琉球侵攻からさかのぼること11年前の1598年。豊臣秀吉の明征服戦争で朝鮮半島へ出兵した島津義弘・忠恒(家久)らは、慶尚道の泗川(サチョン)において明・朝鮮連合軍と激突します。董一元率いる兵数20万と号した明の主力軍です(実際には3万7000ほどだったとも)。対して泗川倭城に籠もる島津軍は5000にも満たない兵数です。しかもこの軍勢は独立した5つの寄せ集め軍団で成り立っていました。
10月、明・朝鮮軍が泗川倭城を攻撃します。義弘らは押し寄せる敵を鉄砲で撃退し、さらに明軍の大砲の火薬が誤爆すると、混乱する明軍の中へ島津軍が突撃しました。義弘・忠恒も自ら敵兵を討ち取る激戦となり、やがて明・朝鮮軍の全面的な敗走となりました。圧倒的に不利な戦況をくつがえしての島津軍の大勝利です。これが有名な「泗川の戦い」です。
この日討ち取られた明・朝鮮軍の兵士は実に3万余にものぼったといいます。この戦いによって明軍の主力を殲滅した島津軍は、明・朝鮮の人々から「鬼石曼子(グイシイマンズ)」と呼ばれ恐れられました。日本でも五大老・五奉行ら豊臣政権の首脳部は、日本軍10万の撤退成功は泗川での島津軍の勝利にあるとして、最大級の賛辞を贈っています。

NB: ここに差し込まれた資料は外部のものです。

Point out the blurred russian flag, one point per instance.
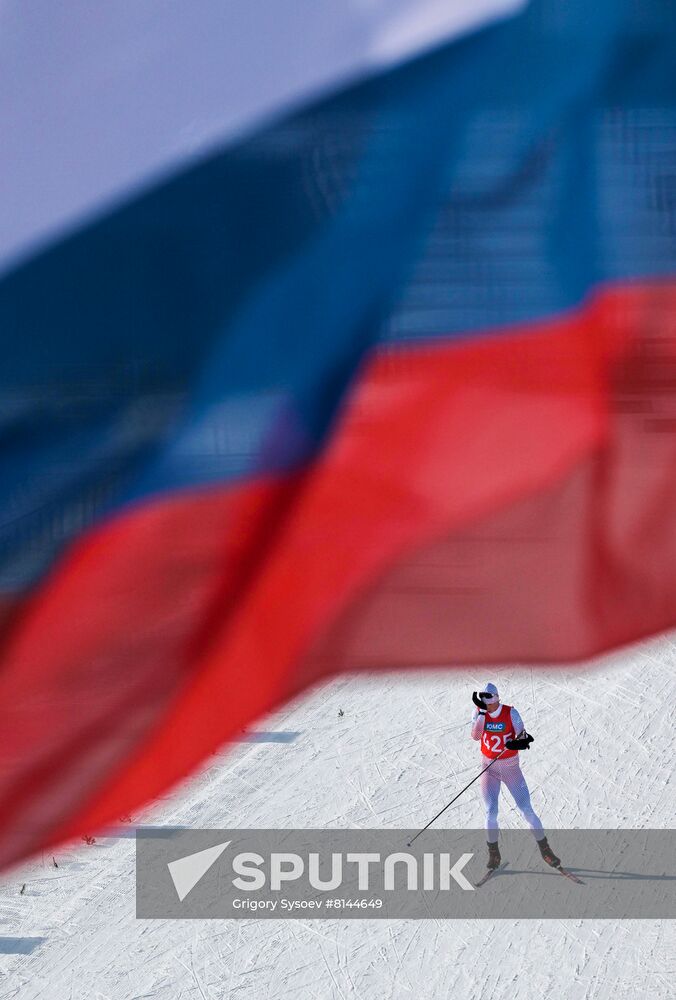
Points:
(335, 335)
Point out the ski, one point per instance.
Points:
(491, 871)
(567, 874)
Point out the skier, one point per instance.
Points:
(499, 728)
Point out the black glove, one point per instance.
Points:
(480, 703)
(522, 743)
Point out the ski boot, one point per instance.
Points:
(493, 857)
(548, 854)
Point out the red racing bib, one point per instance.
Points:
(496, 731)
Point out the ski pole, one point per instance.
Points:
(458, 795)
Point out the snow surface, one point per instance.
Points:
(603, 757)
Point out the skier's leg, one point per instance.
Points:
(490, 790)
(516, 783)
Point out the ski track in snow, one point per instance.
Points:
(603, 758)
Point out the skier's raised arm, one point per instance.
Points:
(478, 716)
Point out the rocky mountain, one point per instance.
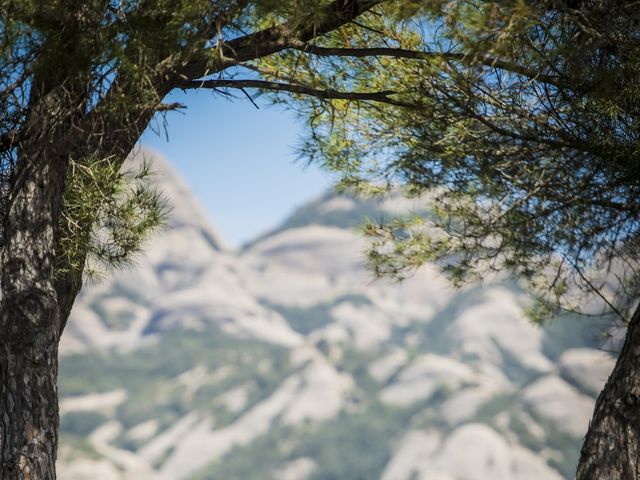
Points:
(286, 361)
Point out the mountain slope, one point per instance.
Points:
(287, 361)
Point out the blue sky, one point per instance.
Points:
(239, 161)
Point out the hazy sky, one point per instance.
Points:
(239, 161)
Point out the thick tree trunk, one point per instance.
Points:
(611, 449)
(30, 315)
(28, 391)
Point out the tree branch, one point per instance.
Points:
(485, 60)
(279, 37)
(324, 94)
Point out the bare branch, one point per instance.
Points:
(324, 94)
(279, 37)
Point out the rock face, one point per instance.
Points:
(285, 360)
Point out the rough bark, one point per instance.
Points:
(35, 304)
(611, 449)
(30, 321)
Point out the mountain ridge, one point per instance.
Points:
(285, 361)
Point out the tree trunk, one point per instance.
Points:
(30, 314)
(611, 449)
(28, 391)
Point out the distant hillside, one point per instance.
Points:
(286, 361)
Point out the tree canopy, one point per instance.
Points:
(518, 117)
(519, 121)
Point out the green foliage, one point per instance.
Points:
(107, 215)
(525, 145)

ちなみに泗川の戦いでは、琉球侵攻軍の大将となるあの樺山久高も参加しています。この時、久高は激戦のなかで身長6尺(180センチあまり)の江南出身の明兵と格闘となりました。豪腕の明兵に対し、力不足の久高は組み伏せられ危険な状態となりましたが、家来の田実三之丞という者が駆けつけ鎗で明兵の顔を突き、ひるんだその隙に久高が明兵の首を掻き斬ったといいます(『本藩人物誌』)。危うく久高は討ち死にするところでした。
島津軍の琉球侵攻にはこうした歴戦の猛者が揃っていたのです。琉球には4000人ほどの軍事組織が存在したとはいえ、戦慣れしておらず装備も劣り、島津兵は3000人でも充分な数でした。
島津軍と琉球軍の戦いを、あえてわかりやすく現代に例えていえば、グリーンベレー・デルタフォースなど米軍の特殊部隊3000人と沖縄の警察官4000人が戦うようなものだったといえます。この場合、「沖縄県警は米軍の特殊部隊たった3000人に敗れた」とは決して言うことはできないように、「島津軍たった3000」とは言えないように思います。